2024, l’anno delle armi: fin che c’è guerra c’è speranza

di Giuseppe Gagliano

Il 2024 sarà ricordato come l’anno in cui le armi hanno dominato l’economia globale. Le fabbriche di armamenti, dai missili ai veicoli blindati, hanno lavorato a pieno regime, alimentate da una domanda inarrestabile. Per il terzo anno consecutivo il settore ha registrato record storici sia nella produzione di sistemi letali sia nei fatturati e nei profitti. Le principali aziende del settore hanno raggiunto picchi in borsa che riflettono un’industria in espansione, con la guerra in Ucraina e le crescenti tensioni geopolitiche come sfondo costante.
Le cinque maggiori aziende statunitensi, ovvero Lockheed Martin, RTX-Raytheon, Northrop Grumman, General Dynamics e Boeing, hanno consolidato il loro primato. Nei primi nove mesi del 2024 i loro ricavi complessivi sono aumentati dell’11,2%, passando da 175,1 a 194,8 miliardi di dollari. Il portafoglio ordini, garanzia di ricavi futuri, è cresciuto di 32,3 miliardi, raggiungendo i 625,7 miliardi (+5,4%).
Lockheed Martin, leader mondiale, ha guidato la corsa con ricavi di 52,42 miliardi (+7,6%) e utili netti di 5,05 miliardi (+5%). La produzione dei missili Javelin, in collaborazione con Raytheon, e degli ATACMS, inviati in Ucraina, ha rappresentato il fulcro della sua crescita. RTX-Raytheon dal canto suo ha visto un balzo del 20,6% nei ricavi, trainati dalla produzione di Stinger e Patriot.
Le principali aziende europee, cioè BAE Systems, Thales, Leonardo, Rheinmetall e Airbus Defence, hanno registrato numeri inferiori a quelli americani, ma comunque impressionanti. Nei primi nove mesi del 2024 i loro ricavi sono aumentati del 12,7%, raggiungendo i 55,82 miliardi di euro. Gli utili netti aggregati hanno toccato i 2,65 miliardi (+10%), con un portafoglio ordini cresciuto di 11,2%.

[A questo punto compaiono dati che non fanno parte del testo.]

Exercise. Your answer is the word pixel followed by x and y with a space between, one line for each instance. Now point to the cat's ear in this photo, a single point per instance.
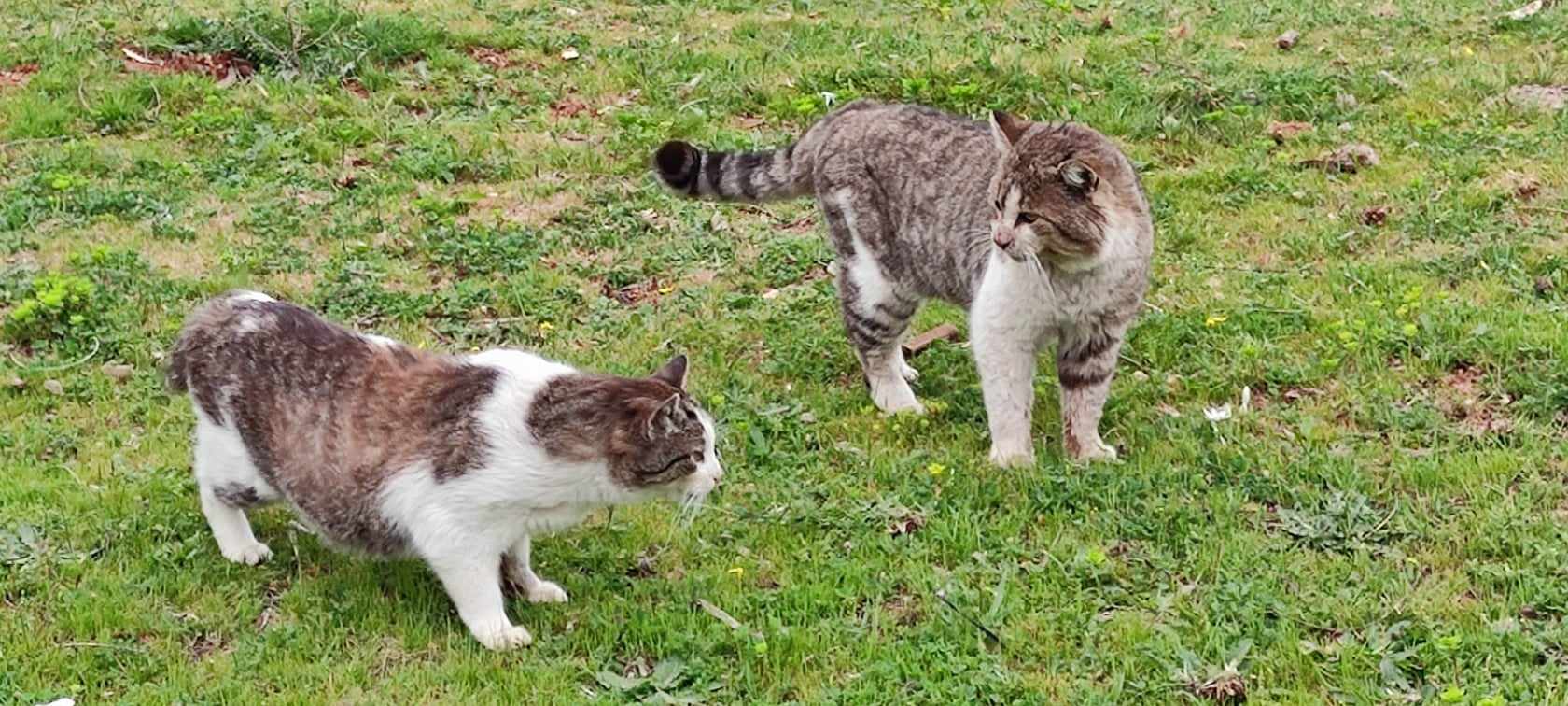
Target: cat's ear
pixel 673 373
pixel 665 419
pixel 1078 176
pixel 1007 129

BAE Systems si è confermata leader in Europa con ricavi di 14,06 miliardi (+11,4%) nei primi sei mesi dell’anno e un portafoglio ordini di 89 miliardi. Leonardo ha registrato una crescita del 12,4% nei ricavi, mentre Rheinmetall ha messo a segno la performance più significativa, con un aumento del 36% nei ricavi e del 27% negli utili netti, trainata dalla produzione di blindati e nuove fabbriche in Ucraina.
Anche le aziende asiatiche hanno mostrato una crescita impressionante. La cinese Kuang-Chi Technologies ha registrato un incremento in borsa del 198,5%, mentre la norvegese Kongsberg e la giapponese Mitsubishi Heavy Industries hanno visto aumenti rispettivamente del 177% e 169%.
In Turchia Aselsan ha beneficiato di una domanda interna crescente, con un rialzo del 60%. In India, Bharat Tech e Hindustan Aeronautics hanno tratto vantaggio dall’espansione della spesa militare, riflettendo una tendenza globale verso il riarmo.
La pressione geopolitica spinge l’Europa verso un massiccio aumento della spesa militare. La proposta di Donald Trump di portare la spesa della NATO al 5% del PIL potrebbe trasformare completamente il panorama europeo. Per l’Italia, ad esempio, ciò significherebbe passare dagli attuali 32,2 miliardi a oltre 80 miliardi l’anno, una cifra senza precedenti che verrebbe tolta ad altre voci, tra cui la spesa sociale.
Il 2024 ha mostrato come la guerra sia diventata non solo un business, ma una componente strutturale dell’economia globale. Se da un lato gli utili record delle aziende evidenziano la robustezza del settore, dall’altro mettono in luce una spirale pericolosa: l’aumento della spesa militare rischia di alimentare conflitti, anziché prevenirli.
L’industria delle armi prospera su un terreno di tensioni geopolitiche e conflitti latenti. Il futuro dipenderà dalla capacità dei governi di trovare un equilibrio tra sicurezza e diplomazia, evitando che l’economia della guerra diventi l’unico motore di sviluppo globale.